The case of Morrison v National Australia Bank, in which the US Supreme Court ruled that US securities fraud laws applied only to shares bought or sold in the US or to securities listed on an American stock exchange, significantly limited the types of securities lawsuits that could be brought in the US, by non-US investors and US regulators, against companies not listed on an American exchange.
Yet barely a month later, the Dodd-Frank Wall Street Reform and Consumer Protection Act was enacted, partially overturning the Morrison case and restoring the powers of the Securities Exchange Commission (SEC) and US Department of Justice to pursue foreign securities fraud involving non-US investors, so long as some conduct relating to the violation occurred within or impacted on the US.
Australian directors should take note of the aggressive stance of US lawmakers and not become complacent about their US exposures, according to Kemsley Brennan, special counsel in the insurance group of law firm Colin Biggers & Paisley.
“The long arm of the US law is alive and well and still reaching into our backyard,” he said.
“There was much initial excitement that the Morrison decision had brought an end to so-called ‘foreign-cubed’ lawsuits which have caused Australian companies and their directors much anxiety over the attempts of US regulators and courts to impose US law beyond its borders.
“But that excitement has quickly disappeared with the US regulators wasting no time in clawing back their powers.”
While the Dodd-Frank Act did not undo the prohibition on foreign private investors hauling foreign companies into the US courts, Brennan said that it is possible that this too could be a short-lived reprieve for Australian directors.
“Under Dodd-Frank, the SEC has been directed to report back to Congress in 18 months on the pros and cons of reviving a private right of action, so it may all be up for grabs again in the near future,” he noted.
Regardless of how the Dodd-Frank reforms concerning private investor lawsuits panned out, Brennan said that Australian directors needed to be mindful that their exposures in the here and now remained significant.
“At present, Australian companies and directors can still be sued by non-US investors if their companies are listed in the US. Importantly, there are many Australian companies which have raised capital in the US markets through issuing American Depositary Receipts and these will continue to attract exposure,” he explained.
“Coupled with the reinstated powers of the SEC and Department of Justice, the upshot is that these types of claims will continue to grow and US securities class actions will remain a threat for Australian companies so long as they have a relevant US connection.”

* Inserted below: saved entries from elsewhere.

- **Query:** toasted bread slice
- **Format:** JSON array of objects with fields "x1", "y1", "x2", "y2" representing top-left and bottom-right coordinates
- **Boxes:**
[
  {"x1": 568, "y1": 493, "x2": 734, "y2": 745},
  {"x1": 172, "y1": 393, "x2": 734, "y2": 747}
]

On top of this, Brennan observed that Australian companies and directors also needed to be alert to broader US litigation risks driven by US regulators and plaintiff class action lawyers pursuing violations of US anti-trust, product liability or employment laws.
In 40 per cent of all US class actions, he said that directors of non-US companies are the directors most frequently joined to class action proceedings after CEOs and CFOs.
“Australian companies operating in the US need to be mindful of these personal risks and ensure their directors and officers insurance arrangements properly protect them from potentially astronomical legal costs.”
No country comes close to the US in terms of the volume and costs of litigation, or the level of settlements and court-awarded compensation, said Brennan. US class action defense costs can start at US$3 million ($3.2 million) and exceed US$10 million prior to cases reaching hearing. And where damages are concerned, the average settlement is US$12 million, with many cases exceeding that figure, Brennan said.